Assolto con formula piena dall’accusa di falso ideologico «perchè il fatto non sussiste». Vasco Errani come Nichi Vendola. La campagna del Giornale e della destra su Terremerse, per tentare di accomunare i due governatori a «Batman», agli scandali nelle Regioni Lazio, Piemonte e Lombardia, è fallita. Gioisce il popolo democratico. Plaudono i sindaci del terremoto, le istituzioni regionali e il centrosinistra a Roma. «Sull’onestà, il rigore e la correttezza di Errani non ho mai avuto un dubbio al mondo. Anzi ne sono buon testimone», commenta Pier Luigi Bersani che è legato al presidente dell’Emilia-Romagna da una lunga collaborazione, da amicizia e stima reciproca. «Vorrei sottolineare – aggiunge il segretario Pd – lo stile che Vasco ha avuto, il grande rispetto per l’inchiesta e per il lavoro dei magistrati. Quando la gente è tranquilla, non ha paura di nulla». E in serata a Bologna, dov’è per una iniziativa dei comitati Bersani, l’ex premier Massimo D’Alema sembra ora “prenotare” Errani per un ruolo nel governo nazionale che verrà: «È una delle personalità di governo più significative che ci siano nel nostro Paese e nell’ambito del Pd», afferma. Ma da Bologna il centrosinistra replica: «Roma chiama, ma Errani deve rimanere qua. Per il terremoto. Per portare a termine la legislatura».
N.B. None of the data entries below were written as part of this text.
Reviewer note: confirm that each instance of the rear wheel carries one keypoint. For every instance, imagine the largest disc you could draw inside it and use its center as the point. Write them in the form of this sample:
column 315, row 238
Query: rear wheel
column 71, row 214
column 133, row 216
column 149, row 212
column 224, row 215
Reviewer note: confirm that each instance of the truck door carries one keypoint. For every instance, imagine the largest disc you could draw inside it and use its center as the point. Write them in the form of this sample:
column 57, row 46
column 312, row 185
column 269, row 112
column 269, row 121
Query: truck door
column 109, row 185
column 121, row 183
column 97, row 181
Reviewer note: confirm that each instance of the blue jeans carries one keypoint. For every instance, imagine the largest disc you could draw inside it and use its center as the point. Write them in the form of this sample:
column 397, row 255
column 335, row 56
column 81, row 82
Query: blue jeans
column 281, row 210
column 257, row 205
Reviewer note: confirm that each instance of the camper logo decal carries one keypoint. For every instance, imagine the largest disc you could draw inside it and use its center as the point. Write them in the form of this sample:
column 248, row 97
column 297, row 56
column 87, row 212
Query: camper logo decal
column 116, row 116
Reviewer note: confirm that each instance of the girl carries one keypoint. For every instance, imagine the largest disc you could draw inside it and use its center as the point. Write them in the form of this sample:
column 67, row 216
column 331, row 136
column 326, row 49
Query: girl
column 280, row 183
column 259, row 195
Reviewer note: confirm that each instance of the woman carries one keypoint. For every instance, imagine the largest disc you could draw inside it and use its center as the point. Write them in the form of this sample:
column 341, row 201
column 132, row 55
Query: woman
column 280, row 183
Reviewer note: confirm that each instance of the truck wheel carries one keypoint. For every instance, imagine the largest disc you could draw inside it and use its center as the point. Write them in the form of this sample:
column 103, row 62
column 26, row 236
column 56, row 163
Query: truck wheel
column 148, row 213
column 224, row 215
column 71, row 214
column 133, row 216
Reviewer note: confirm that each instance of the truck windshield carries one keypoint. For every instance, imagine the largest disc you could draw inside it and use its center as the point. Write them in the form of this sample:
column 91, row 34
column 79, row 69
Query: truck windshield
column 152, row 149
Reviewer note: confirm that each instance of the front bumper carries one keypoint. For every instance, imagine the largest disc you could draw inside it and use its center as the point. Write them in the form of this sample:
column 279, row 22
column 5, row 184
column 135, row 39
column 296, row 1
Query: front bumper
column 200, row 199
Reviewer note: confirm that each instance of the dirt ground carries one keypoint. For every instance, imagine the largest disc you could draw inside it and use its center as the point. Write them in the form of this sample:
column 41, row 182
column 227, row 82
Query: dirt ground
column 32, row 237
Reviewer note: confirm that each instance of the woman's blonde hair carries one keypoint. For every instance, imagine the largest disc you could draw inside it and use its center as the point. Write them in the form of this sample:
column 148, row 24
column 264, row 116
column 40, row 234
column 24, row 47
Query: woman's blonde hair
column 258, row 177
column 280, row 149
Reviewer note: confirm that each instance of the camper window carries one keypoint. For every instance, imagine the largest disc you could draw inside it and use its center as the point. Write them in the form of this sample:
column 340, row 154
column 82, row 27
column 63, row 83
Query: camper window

Dopo l’intera giornata di mercoledì chiuso nel palazzo dell’ufficio Gip al piano terra di via Farini, ad ascoltare le ragioni di Procura e avvocati sul caso che lo vedeva imputato, ieri il governatore ha preferito attendere di conoscere il suo destino, giuridico ma non solo, nella quiete di casa. Per tirare un lungo sospiro di sollievo alla telefonata del difensore, Alessandro Gamberini, pochi minuti dopo le dieci del mattino. «Sono contento. Vedo che la verità si è fatta strada – scrive in una breve nota il presidente della Regione, Vasco Errani, all’ora di pran- zo – . In questi lunghi mesi non ho speso troppe parole e non lo farò adesso: ho seguito tutto il procedimento con fiducia e rispetto per il lavoro della magistratura e della giustizia». Ma ora l’incubo è finito: nella vicenda del contributo da un milione di euro assegnato dalla Regione alla coop Terremerse presieduta nel 2009 dal fratello Giovanni Errani, ieri il Gup Bruno Giangiacomo l’ha assolto in rito abbreviato perché il fatto non sussiste. Assolvendo pure, ma perché il fatto non costituisce reato, i due dirigenti della Regione Emilia-Romagna (Filomena Terzini e Valtiero Mazzotti), che materialmente stilarono la memoria difensiva sull’assegnazione del contributo a Terremerse, per la costruzione di una cantina vitivinicola che non venne terminata entro i termini contenuti nel bando.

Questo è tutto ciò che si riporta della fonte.